If someone hasn’t recently traveled to one of the major Covid-19 hot spots like China, South Korea, Italy, Iran, or Japan, and if they haven’t been around a person who has already been diagnosed with the virus, they shouldn’t rush to the hospital the instant they sense a cough or slight fever coming on. “People should not panic about this,” says Rabrich. “The basics still apply just like with the flu: Don’t cough on people, wash your hands, and if you’re mildly ill, do not go to a hospital.”

It’s also a good idea to be realistic about what a hospital or emergency clinic can provide. For patients with shortness of breath, health workers can provide oxygen to help them breathe. They can also evaluate and test people who are experiencing severe symptoms like chest pains or a high fever. But hospital staff still can’t analyze tests on site; they have to wait, sometimes as long as 24 hours, to get results from state testing facilities. There’s no vaccine for this novel coronavirus, and no medicine specifically designed to treat it. For people with milder symptoms, there isn’t much a hospital can do to help. Just as with mild influenza, patients don’t need special care, just lots of rest and fluids. “If you don’t need oxygen,” Rabrich says, “don’t come to the hospital.”

To keep the “worried well” and milder cases out of hospitals, many health systems are advising patients to use remote care or telemedicine portals, which connect patients to doctors via email, text messaging, or video visits. Instead of forcing sick people to get off their couches, telehealth lets people stay in their homes while getting sound medical advice from professionals. Some large hospital chains run their own telehealth services; others are provided by separate telemedicine companies like Teladoc, MDLive, or Doctors on Demand.

After all, most people probably don’t need a Covid-19 test, but they do need to stay away from other people.

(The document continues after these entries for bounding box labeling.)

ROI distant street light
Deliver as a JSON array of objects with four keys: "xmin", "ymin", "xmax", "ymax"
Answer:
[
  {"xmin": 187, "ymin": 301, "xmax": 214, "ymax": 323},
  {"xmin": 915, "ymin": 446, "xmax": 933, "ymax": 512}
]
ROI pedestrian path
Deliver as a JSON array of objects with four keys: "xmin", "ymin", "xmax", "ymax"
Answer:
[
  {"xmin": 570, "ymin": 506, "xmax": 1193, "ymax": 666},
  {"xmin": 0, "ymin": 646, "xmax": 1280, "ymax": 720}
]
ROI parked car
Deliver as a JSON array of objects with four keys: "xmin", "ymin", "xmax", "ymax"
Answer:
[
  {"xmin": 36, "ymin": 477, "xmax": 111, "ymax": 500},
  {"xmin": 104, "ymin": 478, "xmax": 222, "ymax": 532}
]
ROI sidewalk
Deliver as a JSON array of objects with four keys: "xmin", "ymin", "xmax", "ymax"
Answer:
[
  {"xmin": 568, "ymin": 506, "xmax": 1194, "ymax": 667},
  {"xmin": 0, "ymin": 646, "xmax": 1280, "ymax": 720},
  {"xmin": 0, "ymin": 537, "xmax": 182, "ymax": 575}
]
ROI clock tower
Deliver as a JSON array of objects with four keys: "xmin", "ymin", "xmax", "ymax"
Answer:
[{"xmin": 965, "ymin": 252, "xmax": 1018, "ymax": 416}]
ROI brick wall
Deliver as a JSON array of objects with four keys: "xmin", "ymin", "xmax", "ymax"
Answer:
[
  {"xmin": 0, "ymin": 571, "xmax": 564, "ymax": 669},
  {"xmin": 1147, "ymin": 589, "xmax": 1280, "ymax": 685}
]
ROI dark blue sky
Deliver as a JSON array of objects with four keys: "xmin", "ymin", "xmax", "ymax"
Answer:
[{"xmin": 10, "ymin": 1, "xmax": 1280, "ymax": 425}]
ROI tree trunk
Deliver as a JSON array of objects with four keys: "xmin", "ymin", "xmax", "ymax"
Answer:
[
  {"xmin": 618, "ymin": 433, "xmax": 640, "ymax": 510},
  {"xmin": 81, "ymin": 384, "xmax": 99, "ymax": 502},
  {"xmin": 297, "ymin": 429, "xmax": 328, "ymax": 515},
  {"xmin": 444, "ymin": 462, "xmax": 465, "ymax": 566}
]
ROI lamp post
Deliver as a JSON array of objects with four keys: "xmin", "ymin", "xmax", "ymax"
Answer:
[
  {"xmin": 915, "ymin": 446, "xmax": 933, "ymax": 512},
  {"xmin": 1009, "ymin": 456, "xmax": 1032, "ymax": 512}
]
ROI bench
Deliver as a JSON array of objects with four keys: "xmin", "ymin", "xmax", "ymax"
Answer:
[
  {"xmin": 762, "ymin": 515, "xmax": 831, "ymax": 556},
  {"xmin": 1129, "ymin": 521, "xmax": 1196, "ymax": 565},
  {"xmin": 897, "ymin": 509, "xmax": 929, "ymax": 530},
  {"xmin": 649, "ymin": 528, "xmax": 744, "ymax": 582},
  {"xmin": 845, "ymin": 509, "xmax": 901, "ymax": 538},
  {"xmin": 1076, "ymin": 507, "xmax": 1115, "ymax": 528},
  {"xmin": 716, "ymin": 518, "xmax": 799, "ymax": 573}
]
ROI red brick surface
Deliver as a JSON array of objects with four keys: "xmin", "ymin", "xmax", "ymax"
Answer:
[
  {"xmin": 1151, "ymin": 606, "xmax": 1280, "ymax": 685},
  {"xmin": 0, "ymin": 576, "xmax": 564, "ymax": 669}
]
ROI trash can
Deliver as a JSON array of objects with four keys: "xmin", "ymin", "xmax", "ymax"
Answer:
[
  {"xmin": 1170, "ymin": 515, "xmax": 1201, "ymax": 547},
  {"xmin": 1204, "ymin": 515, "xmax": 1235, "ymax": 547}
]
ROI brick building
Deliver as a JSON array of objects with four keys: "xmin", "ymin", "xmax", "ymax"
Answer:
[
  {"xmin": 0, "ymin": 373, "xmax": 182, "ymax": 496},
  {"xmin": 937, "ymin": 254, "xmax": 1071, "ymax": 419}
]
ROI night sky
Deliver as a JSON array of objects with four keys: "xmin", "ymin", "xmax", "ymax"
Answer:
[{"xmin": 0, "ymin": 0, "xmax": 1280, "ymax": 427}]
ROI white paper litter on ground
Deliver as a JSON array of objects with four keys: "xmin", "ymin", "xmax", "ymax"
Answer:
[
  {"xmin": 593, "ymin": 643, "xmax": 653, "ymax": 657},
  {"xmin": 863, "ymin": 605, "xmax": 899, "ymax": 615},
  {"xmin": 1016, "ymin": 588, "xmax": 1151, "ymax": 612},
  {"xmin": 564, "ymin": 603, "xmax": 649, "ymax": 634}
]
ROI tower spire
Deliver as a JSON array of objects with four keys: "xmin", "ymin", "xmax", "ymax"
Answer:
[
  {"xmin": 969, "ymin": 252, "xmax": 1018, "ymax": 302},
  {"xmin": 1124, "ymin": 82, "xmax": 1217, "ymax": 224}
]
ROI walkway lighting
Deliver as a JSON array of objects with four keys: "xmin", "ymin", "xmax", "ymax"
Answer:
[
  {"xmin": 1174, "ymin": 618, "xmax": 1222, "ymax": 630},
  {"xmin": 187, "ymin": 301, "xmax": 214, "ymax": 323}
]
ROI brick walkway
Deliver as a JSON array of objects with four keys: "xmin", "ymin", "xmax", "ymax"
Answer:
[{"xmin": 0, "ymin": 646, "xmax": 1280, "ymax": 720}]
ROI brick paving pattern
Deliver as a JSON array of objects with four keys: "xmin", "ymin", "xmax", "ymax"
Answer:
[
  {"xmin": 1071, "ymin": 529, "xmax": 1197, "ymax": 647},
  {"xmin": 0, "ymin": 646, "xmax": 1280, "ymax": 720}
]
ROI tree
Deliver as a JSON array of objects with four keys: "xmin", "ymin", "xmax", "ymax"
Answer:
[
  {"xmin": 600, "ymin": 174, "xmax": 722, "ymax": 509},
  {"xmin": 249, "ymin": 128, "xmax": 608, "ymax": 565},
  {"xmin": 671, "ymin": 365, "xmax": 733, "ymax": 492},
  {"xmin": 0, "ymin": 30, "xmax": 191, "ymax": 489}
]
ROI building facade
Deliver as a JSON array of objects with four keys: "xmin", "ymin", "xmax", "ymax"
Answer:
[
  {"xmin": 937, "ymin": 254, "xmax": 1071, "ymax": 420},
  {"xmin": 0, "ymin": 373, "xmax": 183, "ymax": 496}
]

During a press conference Wednesday meant to educate the public about how Baptist Health Care in Miami is preparing for a coronavirus outbreak, David Mishkin, medical director of Baptist Health Care On Demand, urged people worried about coronavirus to try the hospital’s telehealth service. “We want our patients to use [Baptist Health Virtual Care] because we know it’s safe, it reduces exposure,” said Mishkin. A virtual visit will help relieve the anxiety people may have about contracting the coronavirus, he said, while also helping them get the care they need. Mishkin added that telehealth could also help patients with other health issues who are afraid to come into the hospital.